Hawkins drained his glass and laid it carefully on the table. Next to him Mason swallowed and belched. Hawkins ignored him. He was watching a bunch of skinheads playing darts. One of them kept looking at him. Mason rattled his glass on the table. Hawkins said: ‘Get the drinks, Billy.’
Mason picked up both their glasses and picked his way to the bar. He came alongside the darts players and one of them stepped into his path. Mason faltered, hitched at his sagging jeans with his elbow.
‘Can I get by please,’ he said. The skinhead, tall and thin with a circle of gold in his ear looked at him for a moment and then moved aside. As Mason went past the skinhead glanced at his mates.
‘Fat bastard,’ he muttered. His mates started giggling. At the table in the corner Hawkins half-closed his eyes.
Mason waited while the pints were poured then he spilled his change onto the bar. Hawkins watched him, his bulk, the way he waddled between the other drinkers with the brimming glasses in his hands. When he came to the darts players the tall one stepped backwards, heel sticking out and Mason went sprawling into a pool of broken glass and lager. For a moment he stayed there, like a bewildered pig, scrabbling about on his knees with his belly dragging to the floor.
‘Oh, mate.’ The skinhead shook his head, grinning. ‘You spilled your drink.’
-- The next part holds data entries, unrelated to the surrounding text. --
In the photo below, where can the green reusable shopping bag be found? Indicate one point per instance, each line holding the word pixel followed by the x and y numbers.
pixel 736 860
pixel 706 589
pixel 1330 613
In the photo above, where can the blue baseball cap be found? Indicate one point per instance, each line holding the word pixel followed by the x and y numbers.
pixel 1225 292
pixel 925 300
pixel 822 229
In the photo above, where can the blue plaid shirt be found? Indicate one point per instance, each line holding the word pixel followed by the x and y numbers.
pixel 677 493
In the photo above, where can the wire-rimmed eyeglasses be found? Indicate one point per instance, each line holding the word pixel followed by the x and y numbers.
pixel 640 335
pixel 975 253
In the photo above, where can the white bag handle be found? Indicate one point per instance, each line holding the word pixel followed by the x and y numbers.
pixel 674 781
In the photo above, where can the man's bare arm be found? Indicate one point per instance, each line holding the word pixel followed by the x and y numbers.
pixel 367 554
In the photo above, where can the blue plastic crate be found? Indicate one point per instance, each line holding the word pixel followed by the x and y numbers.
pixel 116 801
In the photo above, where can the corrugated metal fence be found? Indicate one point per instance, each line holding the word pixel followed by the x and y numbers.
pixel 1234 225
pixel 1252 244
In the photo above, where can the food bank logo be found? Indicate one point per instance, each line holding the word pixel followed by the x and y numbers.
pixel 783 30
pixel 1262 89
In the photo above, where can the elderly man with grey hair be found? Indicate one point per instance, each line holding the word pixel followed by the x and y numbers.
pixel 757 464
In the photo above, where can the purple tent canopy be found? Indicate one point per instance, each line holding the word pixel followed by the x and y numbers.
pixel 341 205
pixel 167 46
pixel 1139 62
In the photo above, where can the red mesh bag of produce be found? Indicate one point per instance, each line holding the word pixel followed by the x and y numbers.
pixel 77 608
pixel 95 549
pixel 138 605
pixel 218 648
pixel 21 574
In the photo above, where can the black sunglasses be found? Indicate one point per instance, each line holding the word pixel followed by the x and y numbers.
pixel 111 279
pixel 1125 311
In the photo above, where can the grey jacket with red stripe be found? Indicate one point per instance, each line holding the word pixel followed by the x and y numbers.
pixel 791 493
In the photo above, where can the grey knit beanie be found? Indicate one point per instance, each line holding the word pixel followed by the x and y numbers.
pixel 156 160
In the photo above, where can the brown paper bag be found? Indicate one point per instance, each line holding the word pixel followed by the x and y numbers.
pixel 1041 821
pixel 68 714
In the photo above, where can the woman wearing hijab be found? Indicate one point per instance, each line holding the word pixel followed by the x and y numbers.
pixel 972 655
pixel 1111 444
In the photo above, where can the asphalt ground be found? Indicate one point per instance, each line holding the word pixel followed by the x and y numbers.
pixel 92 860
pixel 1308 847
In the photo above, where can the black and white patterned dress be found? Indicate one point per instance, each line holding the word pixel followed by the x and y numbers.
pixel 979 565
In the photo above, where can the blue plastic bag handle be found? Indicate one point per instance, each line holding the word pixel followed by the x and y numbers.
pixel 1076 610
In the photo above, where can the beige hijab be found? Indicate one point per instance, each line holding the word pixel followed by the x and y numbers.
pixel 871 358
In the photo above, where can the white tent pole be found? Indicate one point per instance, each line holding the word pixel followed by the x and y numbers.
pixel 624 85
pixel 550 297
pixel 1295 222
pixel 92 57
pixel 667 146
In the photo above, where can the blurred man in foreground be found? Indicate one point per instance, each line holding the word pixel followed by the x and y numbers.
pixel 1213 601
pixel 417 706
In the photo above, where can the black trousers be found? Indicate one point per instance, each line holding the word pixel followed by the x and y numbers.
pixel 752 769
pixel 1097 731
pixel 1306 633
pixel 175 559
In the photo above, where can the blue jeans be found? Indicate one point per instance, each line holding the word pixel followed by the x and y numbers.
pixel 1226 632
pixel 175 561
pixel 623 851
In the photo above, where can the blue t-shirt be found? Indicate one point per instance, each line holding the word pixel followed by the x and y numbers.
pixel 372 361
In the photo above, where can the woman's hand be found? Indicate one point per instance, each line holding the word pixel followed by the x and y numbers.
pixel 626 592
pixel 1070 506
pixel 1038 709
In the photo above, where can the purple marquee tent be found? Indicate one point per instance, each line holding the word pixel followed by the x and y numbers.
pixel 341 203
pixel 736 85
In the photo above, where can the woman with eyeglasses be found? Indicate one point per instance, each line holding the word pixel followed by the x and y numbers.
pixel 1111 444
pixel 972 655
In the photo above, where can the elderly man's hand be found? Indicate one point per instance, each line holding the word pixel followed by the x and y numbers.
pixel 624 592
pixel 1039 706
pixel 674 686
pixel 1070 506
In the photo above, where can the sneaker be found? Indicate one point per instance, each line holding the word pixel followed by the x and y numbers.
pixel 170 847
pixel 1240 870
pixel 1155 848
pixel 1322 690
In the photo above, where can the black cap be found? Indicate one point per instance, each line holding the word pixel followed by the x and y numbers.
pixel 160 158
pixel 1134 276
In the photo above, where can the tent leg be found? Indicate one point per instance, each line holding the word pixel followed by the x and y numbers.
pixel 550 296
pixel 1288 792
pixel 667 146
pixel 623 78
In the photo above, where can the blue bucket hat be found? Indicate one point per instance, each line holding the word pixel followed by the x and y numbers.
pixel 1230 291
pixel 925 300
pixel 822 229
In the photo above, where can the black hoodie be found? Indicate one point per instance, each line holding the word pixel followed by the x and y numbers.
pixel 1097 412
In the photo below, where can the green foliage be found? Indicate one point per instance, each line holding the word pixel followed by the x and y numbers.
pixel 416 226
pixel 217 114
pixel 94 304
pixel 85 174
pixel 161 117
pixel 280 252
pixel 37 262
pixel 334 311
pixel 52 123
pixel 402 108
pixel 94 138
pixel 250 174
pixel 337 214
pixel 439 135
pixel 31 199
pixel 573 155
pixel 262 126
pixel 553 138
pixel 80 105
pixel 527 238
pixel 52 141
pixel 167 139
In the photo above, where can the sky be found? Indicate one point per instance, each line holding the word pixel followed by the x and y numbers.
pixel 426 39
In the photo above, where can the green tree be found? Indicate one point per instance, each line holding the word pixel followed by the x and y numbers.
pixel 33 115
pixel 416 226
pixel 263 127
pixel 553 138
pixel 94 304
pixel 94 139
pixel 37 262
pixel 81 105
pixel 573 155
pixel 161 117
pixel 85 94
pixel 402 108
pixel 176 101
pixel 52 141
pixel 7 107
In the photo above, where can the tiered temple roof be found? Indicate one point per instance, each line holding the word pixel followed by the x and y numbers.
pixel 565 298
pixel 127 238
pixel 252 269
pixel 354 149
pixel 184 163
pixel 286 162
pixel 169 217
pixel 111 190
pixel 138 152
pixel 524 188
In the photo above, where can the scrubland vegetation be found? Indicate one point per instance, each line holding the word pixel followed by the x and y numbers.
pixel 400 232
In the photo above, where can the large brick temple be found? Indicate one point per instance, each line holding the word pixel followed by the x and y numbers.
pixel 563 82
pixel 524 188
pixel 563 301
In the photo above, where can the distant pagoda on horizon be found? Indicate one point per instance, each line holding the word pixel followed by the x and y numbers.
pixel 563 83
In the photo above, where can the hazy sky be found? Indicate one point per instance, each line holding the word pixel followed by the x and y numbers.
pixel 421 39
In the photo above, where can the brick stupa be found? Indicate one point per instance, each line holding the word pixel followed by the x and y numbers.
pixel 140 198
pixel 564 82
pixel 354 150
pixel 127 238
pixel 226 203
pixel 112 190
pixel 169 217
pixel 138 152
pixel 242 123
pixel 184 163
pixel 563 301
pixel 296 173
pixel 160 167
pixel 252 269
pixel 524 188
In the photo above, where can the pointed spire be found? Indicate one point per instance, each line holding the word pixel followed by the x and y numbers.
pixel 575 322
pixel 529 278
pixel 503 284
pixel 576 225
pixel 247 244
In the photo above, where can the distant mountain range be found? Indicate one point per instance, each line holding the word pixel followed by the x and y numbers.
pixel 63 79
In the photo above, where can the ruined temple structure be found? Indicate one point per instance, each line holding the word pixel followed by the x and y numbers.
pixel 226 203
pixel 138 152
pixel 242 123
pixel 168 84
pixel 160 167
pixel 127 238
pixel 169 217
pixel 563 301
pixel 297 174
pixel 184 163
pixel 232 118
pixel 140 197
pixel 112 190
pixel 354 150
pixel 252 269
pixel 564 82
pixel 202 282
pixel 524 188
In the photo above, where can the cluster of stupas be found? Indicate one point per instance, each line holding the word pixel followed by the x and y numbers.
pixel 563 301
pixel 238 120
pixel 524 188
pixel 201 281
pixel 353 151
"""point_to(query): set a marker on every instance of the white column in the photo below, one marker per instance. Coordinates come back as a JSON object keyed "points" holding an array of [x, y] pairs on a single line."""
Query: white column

Mason got up and started dabbing at his soaking trousers. He looked across at Hawkins. ‘He’s pissed himself.’ The darts players fell about laughing. Mason stood there, then he turned to the tall one, looked as if he was about to say something and then faltered. Again he looked towards Hawkins.
‘What’s the matter, mate?’ One of the skinheads taunted. ‘Couldn’t you hold it?’ Again, laughter: loud raucous laughter. The other drinkers were watching them. Mason stood there. For a moment his face seemed to crumple as if he was fighting with tears, then he stumbled back to the table. Hawkins looked beyond him to the darts players, still giggling together like women. Mason sat down next to him. ‘Sorry, Jo,’ he mumbled. ‘I’ve got no more money.’